Wind park to provide the airport city with green electricity
“The most important pillar is a conversion of the heat and electricity supply for the airport city, moving away from gas to renewable solutions. In order to achieve net zero by 2035, we are planning, for example, to construct the Heidmoor Wind Park on an airport property near Kaltenkirchen, and we are investigating opportunities for photovoltaics,” reports Michael Eggenschwiler. Taken together, this will see the airport and its 100 buildings powered with in-house green electricity by 2028 already. The region can benefit from the locally produced energy, too. Surplus regional wind energy can be used for in-house hydrogen production.

Climate-friendly flight: Hamburg Airport supports the airlines
Hamburg Airport is not only considering its own surface emissions; its sights are set much wider. To support air traffic itself on the path to a CO2-free future, Hamburg Airport is sponsoring the development of alternative fuels for aviation, and its modern Schedule of Fees & Charges provides incentives for airlines to move to aircraft with efficient technologies. This reduces per-passenger kerosene consumption. Within just a few years, the proportion of aircraft of the latest generation operating at Hamburg Airport has risen from 2 to 12 percent, and the upward trend continues.

In addition, Hamburg Airport is involved in the Hydrogen Aviation Lab, the engine behind the development of future generations of aircraft with hydrogen-based engines. It is forecast that these aircraft will be in operation by the middle of the 2030s. On top of this, service techniques and ground procedures for hydrogen technology are being developed and tested at Hamburg Airport to prepare for maintenance and handling of hydrogen-powered aircraft. “We are actively working to ensure that aircraft with green power can be taking off from Hamburg as soon as possible. The next development projects with international partners are already being planned,” says Eggenschwiler.

Net Zero means: no more offsets
With its “Net Zero 2035 – Now. For the future.” climate strategy, Hamburg Airport is once again underlying its pioneering role. For more than three decades, the airport has been home to innovative environmental efforts and committed to reducing CO2 emissions. With demonstrable success: since March 2022, the airport has had CO2-neutral operations, the first major German airport to achieve this, and now it is taking yet another decisive step. In contrast to CO2 neutrality, where remaining emissions are offset, Net Zero means that, with technical changes and energy reductions, the CO2 emissions arising from operation of the airport’s buildings, facilities and vehicles is being reduced, step by step, to zero.

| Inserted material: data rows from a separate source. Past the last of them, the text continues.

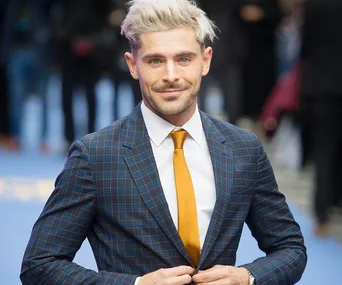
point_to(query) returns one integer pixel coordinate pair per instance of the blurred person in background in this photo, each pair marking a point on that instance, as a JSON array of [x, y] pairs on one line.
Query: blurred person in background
[[321, 102], [230, 52], [120, 73], [85, 44], [259, 20], [26, 46]]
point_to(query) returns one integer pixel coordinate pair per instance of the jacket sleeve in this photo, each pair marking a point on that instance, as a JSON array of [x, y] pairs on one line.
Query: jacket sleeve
[[277, 233], [63, 226]]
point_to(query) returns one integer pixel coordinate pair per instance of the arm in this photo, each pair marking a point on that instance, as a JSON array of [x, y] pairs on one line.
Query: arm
[[62, 227], [275, 230]]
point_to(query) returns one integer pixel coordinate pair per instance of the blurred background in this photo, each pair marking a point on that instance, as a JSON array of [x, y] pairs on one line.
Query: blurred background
[[277, 71]]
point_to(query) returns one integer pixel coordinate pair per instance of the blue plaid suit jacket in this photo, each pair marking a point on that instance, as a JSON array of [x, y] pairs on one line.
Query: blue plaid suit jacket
[[109, 192]]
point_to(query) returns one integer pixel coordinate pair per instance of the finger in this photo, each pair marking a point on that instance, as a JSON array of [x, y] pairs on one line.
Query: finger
[[210, 275], [178, 280], [179, 270], [217, 282]]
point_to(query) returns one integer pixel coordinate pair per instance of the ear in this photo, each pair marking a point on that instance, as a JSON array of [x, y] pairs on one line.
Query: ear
[[131, 65], [207, 56]]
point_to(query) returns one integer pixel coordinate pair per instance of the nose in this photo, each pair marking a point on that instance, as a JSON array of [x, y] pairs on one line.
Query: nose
[[171, 74]]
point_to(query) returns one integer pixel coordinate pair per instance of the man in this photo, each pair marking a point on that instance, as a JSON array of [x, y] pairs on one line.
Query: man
[[321, 104], [127, 188]]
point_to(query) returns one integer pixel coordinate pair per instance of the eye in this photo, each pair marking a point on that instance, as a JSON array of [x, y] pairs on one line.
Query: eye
[[155, 61], [184, 60]]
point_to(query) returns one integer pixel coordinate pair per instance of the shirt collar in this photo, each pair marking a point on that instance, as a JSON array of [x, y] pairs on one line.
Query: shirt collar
[[158, 129]]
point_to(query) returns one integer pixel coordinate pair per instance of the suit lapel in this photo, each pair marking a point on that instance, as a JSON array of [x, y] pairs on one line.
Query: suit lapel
[[141, 163], [222, 160]]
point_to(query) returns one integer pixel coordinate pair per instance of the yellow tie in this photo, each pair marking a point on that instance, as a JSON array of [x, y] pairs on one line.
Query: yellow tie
[[187, 212]]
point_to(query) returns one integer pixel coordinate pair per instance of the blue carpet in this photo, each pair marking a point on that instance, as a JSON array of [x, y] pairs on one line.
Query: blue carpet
[[26, 179]]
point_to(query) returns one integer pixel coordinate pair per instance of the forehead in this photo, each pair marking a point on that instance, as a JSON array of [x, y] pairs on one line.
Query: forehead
[[169, 42]]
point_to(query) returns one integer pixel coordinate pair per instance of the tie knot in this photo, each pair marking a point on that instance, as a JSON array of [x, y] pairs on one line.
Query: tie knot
[[178, 138]]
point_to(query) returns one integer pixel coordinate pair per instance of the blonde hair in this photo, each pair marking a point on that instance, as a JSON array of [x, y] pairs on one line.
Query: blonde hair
[[146, 16]]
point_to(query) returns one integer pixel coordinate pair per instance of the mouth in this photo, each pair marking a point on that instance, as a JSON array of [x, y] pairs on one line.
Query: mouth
[[171, 91]]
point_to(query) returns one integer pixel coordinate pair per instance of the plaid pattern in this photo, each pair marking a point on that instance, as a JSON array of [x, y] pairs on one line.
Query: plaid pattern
[[109, 192]]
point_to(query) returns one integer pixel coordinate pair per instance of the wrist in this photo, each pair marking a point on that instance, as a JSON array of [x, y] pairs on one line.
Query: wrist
[[251, 279]]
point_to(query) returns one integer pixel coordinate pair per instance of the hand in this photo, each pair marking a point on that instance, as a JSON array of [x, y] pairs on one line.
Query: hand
[[172, 276], [222, 274], [251, 13]]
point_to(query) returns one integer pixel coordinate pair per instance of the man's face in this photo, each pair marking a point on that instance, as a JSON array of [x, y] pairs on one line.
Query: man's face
[[170, 65]]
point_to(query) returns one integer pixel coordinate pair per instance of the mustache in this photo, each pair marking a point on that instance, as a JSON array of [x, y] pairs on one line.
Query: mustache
[[164, 87]]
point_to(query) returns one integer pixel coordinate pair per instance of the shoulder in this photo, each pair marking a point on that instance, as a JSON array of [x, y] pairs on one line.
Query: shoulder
[[232, 134]]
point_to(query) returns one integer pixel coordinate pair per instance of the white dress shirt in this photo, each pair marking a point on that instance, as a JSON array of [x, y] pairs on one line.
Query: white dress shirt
[[198, 160]]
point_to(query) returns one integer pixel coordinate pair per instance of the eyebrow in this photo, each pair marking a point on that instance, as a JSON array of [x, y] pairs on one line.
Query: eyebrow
[[158, 55]]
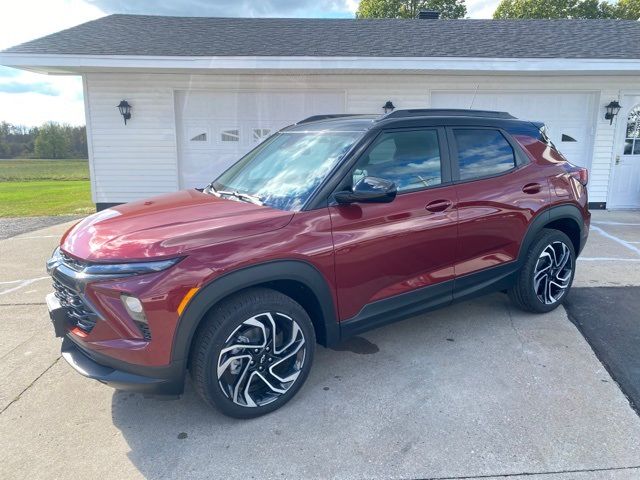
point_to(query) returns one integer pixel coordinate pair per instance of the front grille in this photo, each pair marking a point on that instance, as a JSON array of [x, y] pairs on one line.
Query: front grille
[[77, 311]]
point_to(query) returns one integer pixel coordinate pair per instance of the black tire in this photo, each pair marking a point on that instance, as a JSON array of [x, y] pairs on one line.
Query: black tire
[[226, 326], [524, 293]]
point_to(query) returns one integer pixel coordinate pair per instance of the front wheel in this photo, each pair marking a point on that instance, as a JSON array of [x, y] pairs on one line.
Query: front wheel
[[547, 274], [253, 353]]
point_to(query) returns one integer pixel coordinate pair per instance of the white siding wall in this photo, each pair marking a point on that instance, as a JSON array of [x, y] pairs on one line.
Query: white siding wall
[[141, 159]]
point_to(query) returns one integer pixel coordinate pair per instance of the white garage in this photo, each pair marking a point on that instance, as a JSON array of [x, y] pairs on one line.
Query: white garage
[[203, 91], [216, 128], [569, 117]]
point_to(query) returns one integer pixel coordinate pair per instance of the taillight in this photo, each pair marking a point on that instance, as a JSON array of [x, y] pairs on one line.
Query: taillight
[[579, 173]]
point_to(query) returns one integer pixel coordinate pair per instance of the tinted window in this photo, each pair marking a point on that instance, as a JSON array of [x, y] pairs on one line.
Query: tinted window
[[411, 159], [482, 153]]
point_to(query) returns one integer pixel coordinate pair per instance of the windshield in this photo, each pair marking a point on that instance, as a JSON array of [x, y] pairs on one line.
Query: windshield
[[285, 170]]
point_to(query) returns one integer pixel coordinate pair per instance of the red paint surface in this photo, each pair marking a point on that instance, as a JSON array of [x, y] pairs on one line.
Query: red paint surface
[[364, 252]]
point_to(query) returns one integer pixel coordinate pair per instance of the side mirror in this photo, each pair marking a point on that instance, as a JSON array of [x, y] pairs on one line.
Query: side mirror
[[368, 190]]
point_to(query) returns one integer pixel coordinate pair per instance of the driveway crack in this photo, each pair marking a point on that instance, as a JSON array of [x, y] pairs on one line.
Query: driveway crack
[[531, 474], [30, 385]]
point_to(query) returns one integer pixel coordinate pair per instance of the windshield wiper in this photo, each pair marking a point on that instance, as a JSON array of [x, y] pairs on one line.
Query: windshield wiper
[[245, 197]]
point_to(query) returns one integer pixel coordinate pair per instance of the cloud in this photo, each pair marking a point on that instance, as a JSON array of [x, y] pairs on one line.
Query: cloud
[[230, 8], [253, 8], [7, 72], [42, 88]]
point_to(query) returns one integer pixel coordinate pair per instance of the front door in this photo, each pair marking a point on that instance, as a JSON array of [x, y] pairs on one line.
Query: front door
[[385, 250], [625, 184]]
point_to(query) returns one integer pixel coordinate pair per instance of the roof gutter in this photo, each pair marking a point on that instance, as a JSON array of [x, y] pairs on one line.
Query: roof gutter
[[76, 64]]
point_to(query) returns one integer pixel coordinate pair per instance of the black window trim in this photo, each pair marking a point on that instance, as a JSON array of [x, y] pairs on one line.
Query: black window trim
[[445, 160], [521, 159]]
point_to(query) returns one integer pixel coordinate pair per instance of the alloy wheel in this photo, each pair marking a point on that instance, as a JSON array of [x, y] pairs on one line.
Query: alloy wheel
[[552, 273], [261, 359]]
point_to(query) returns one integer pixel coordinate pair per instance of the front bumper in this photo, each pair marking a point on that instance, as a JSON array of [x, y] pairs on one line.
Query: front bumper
[[115, 373]]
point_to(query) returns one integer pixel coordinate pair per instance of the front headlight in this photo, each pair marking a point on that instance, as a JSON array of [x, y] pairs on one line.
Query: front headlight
[[133, 268]]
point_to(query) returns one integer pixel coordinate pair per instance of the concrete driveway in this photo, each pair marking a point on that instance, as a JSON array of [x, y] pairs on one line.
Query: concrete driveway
[[477, 390]]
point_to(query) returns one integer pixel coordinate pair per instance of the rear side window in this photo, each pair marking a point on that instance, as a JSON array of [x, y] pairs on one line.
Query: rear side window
[[410, 159], [482, 152]]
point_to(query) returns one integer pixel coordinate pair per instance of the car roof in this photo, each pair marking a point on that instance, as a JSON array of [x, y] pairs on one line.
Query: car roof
[[334, 123], [404, 118]]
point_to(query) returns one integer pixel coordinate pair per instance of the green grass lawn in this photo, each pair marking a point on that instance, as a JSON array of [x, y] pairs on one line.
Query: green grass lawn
[[44, 187]]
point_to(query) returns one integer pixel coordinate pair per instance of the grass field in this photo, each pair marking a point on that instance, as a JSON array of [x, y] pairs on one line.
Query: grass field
[[44, 187]]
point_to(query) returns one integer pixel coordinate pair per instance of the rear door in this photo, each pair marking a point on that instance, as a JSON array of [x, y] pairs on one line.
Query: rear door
[[385, 250], [498, 192]]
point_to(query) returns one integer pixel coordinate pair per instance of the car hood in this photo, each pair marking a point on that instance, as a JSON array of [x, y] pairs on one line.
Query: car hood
[[168, 225]]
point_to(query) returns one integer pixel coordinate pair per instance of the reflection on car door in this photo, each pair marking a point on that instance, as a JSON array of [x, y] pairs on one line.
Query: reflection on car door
[[389, 249], [498, 193]]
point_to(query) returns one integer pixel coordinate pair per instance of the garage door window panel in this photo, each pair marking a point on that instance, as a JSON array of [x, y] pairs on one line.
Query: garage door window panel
[[482, 153], [410, 158], [632, 140], [230, 135]]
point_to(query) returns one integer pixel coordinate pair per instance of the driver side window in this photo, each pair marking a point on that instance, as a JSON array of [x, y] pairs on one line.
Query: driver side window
[[409, 158]]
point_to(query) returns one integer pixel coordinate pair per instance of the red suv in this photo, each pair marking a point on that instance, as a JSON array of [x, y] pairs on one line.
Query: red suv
[[332, 226]]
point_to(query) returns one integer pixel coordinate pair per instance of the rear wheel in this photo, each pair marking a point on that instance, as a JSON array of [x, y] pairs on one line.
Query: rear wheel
[[253, 353], [547, 274]]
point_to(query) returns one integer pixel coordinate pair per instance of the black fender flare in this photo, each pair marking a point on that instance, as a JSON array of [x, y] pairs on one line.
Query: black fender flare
[[558, 212], [234, 281]]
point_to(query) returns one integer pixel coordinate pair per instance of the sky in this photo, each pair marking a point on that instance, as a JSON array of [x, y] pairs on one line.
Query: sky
[[31, 99]]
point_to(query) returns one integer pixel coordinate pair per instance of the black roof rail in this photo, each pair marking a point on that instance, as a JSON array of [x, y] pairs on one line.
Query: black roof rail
[[315, 118], [446, 112]]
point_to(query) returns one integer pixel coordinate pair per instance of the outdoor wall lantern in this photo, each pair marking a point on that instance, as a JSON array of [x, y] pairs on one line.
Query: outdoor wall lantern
[[388, 107], [125, 110], [612, 110]]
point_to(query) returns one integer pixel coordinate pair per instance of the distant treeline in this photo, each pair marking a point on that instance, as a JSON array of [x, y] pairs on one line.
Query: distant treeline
[[50, 140]]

Outlook for 2023: airport expects around 13.8 million passengers
For the current year, Hamburg Airport expects demand to continue to grow, with a total of around 13.8 million passengers. In the summer holiday season, too, the airport expects more passengers than last year. More than 350,000 passengers per week are forecast for July. In order to cope with this high demand, Hamburg Airport is turning to technical solutions and personnel support from local partners wherever possible. One of these technical solutions is the Slot & Fly project. Already for the Easter holidays, passengers can reserve a 15-minute time slot for entering the security checkpoint, enabling them to better plan their journey. The current waiting time for the security checkpoint, down to the minute, can also be seen on the website. A peak hour display will soon be introduced, too, similar to those typically found on the internet for shops. This will allow passengers to see precisely when the airport is more, or less, crowded.